Aus der Landschaft getilgt?
Die Rannenburg 2.0 – eine archäologische Spurensuche

 

Vortrag von Harald Rosmanitz
am Donnerstag, den 21. März 2019 um 19 Uhr
in der Burg Alzenau, Burgstraße 14 in 63775 Alzenau

Eine Veranstaltung der Stadt Alzenau und des Archäologischen Spessartprojekts

Eintritt frei!

 

Die beachtliche Größe der Randenburg lässt sich im Gelände an künstlich aufgeschütteten Plateaus und tiefen Gräben ablesen.Im Spätjahr 2019 beabsichtigt die Stadt Alzenau, die Rannenburg südöstlich von Alzenau archäologisch in Ausschnitten zu untersuchen. Wie in allen vergangenen Grabungsprojekten des Archäologischen Spessartprojektes sollen auch dort ehrenamtliche Helfer die Möglichkeit erhalten, mitzugraben.

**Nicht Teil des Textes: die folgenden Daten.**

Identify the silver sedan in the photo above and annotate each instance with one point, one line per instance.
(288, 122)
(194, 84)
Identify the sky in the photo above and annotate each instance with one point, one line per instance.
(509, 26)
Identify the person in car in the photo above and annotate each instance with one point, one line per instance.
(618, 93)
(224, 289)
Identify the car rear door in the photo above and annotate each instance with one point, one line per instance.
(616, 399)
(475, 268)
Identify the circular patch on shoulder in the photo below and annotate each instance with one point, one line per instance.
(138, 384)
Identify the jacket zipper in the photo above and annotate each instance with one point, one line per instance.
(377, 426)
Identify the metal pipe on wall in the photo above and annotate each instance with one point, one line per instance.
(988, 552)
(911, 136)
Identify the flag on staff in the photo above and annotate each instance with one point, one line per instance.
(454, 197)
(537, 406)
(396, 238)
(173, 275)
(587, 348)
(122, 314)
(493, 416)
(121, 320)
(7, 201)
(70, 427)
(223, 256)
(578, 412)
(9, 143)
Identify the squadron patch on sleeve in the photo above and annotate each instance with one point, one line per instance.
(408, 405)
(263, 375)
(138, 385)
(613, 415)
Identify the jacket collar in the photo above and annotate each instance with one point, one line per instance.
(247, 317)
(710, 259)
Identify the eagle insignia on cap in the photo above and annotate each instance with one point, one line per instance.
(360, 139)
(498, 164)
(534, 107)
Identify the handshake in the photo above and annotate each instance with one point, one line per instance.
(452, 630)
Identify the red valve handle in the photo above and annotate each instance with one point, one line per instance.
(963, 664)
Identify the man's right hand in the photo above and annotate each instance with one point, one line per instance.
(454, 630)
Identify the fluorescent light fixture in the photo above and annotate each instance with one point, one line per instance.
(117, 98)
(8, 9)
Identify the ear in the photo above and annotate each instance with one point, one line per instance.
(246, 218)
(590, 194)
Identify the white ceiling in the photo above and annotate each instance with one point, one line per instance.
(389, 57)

Von dem einstigen großen Adelssitz ist heute obertägig im Gelände mehr zu erahnen als zu erkennen. Die Burg dürfte einst mit massiven, steinernen Mauern bewehrt und von tiefen Gräben eingefasst gewesen sein. Im Zuge des Konflikts zwischen dem Grafen von Rieneck und dem Erzbischof von Mainz musste sie im März 1266 von ihren Besitzern im wahrsten Sinne des Wortes von der Landkarte getilgt werden. Mit der Zerstörung der Rannenburg verschwand für den Erzbischof von Mainz ein in fremder Hand befindlicher Kontrollposten an einer der Zuwegungen auf die Spessarthöhen. Die das Mittelgebirge östlich von Frankfurt am Main querenden Fernstraßen dürften einen wesentlichen Standortfaktor für das durch Warenaustausch zu Wohlstand gekommene Aschaffenburg gebildet haben.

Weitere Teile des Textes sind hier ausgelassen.